Discriminating use of the technology allowed the Modi campaign to connect with large segments of India’s hugely diverse electorate. Different levels of technology or ‘platforms’ connected with particular social classes; different appeals targeted varying wants, fears and aspirations.
Thousands of young computer-literate Modi workers had a splendid brand to project—Modi himself. Supremely confident in front of a camera or a microphone, happy to have tweets in his name sent throughout the day, he exuded energy and dynamism. His media-savvy personality enabled him to maintain a carefully cultivated image as a devout, vegetarian celibate, abstaining, as a spiritual man should, from indulgence, yet switched on to the latest solutions to the country’s problems.
The contrast with the languid efforts of Rahul Gandhi and his mother Sonia, and the public performances of the outgoing Prime Minister Manmohan Singh, were disastrous for the Congress Party. In the future, nobody campaigning for political office in India will be able to ignore the ever-expanding array of media formats that reach masses of people. Their sophistication and availability will only grow as 3G and 4G devices fall in price and bring increasing information options, even to India’s poor.
The BJP’s india272.com website earned praise from web developers and political operators.
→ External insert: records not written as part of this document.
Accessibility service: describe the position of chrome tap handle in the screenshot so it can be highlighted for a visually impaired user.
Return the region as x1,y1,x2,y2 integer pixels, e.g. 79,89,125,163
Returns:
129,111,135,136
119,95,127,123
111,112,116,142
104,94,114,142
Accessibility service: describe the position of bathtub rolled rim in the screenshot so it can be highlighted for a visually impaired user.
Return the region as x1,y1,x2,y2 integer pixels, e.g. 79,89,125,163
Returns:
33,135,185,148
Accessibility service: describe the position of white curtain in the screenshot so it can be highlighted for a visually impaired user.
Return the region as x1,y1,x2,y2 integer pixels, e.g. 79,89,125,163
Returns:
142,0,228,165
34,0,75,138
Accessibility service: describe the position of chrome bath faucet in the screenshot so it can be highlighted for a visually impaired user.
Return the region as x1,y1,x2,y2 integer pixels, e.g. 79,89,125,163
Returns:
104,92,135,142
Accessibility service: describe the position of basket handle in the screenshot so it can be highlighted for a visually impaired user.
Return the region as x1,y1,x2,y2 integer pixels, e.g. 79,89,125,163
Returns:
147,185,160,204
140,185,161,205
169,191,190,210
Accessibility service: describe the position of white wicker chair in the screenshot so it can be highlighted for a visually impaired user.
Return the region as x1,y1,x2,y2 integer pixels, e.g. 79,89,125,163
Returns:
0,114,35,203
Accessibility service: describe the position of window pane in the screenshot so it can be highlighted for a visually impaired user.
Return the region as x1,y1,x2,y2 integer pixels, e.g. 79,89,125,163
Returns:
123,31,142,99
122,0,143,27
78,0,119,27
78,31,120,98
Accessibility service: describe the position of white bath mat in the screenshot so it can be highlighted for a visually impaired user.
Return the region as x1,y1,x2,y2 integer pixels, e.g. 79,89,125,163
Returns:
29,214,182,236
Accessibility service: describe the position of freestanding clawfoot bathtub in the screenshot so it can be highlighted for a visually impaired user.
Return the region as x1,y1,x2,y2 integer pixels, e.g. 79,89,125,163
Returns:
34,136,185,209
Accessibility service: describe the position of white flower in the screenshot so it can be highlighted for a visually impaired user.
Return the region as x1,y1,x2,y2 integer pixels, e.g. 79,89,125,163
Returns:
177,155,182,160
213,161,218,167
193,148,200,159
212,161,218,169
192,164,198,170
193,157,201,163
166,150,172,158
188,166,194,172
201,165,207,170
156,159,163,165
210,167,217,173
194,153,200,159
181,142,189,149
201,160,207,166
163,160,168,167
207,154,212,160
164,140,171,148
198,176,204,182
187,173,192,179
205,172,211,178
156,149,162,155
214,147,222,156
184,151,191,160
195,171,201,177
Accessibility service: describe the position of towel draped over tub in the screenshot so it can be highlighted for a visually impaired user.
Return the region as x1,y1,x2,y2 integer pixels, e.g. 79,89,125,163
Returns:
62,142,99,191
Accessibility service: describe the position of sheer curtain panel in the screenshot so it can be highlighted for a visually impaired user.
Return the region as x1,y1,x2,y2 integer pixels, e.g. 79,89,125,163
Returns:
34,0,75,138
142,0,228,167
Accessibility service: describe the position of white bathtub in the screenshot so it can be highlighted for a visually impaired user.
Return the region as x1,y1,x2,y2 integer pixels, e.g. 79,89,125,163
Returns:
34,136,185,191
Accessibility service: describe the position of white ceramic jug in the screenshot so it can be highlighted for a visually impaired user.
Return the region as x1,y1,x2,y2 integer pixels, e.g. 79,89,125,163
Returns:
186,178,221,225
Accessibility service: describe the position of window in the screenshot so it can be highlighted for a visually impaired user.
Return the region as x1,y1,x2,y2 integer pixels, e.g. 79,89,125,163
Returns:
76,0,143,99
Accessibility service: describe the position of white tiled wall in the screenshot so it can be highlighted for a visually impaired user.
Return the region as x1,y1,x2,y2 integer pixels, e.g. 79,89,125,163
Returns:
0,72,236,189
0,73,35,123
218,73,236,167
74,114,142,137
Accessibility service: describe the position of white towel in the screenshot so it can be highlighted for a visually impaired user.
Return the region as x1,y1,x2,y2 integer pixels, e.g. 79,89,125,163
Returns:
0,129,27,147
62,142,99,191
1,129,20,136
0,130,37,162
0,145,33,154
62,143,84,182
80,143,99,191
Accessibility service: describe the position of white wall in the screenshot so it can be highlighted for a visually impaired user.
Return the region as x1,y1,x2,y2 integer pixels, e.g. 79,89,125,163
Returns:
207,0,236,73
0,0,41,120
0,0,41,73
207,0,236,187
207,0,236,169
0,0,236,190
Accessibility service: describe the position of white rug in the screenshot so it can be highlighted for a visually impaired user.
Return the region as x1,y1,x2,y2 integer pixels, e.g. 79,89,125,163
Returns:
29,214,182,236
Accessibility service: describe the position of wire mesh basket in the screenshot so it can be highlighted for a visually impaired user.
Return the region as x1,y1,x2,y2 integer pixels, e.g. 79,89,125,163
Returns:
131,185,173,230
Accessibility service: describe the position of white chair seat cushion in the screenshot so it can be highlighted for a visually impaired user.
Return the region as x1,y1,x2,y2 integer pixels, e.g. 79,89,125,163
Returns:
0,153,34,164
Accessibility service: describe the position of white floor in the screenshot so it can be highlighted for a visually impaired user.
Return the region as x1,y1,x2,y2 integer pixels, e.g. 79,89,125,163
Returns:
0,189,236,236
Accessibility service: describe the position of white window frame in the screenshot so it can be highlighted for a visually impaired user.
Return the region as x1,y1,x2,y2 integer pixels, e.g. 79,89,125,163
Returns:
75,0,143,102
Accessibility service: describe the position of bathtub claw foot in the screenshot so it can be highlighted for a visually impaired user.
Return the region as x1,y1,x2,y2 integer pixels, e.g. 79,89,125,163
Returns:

As Obama’s campaigns have famously done, it enabled party workers to connect with sympathisers in the community and involve them in the campaign.
However, whether the backroom boys picked the right US president on whom to model their triumphant home page after the victory remains open to question. It showed a cream-clad Modi lifting his eyes and hands in prayerful thanks, proclaiming ‘Mission Accomplished!’ At least, some observed, he was not wearing the gear of a fighter pilot or the khaki shorts of the RSS.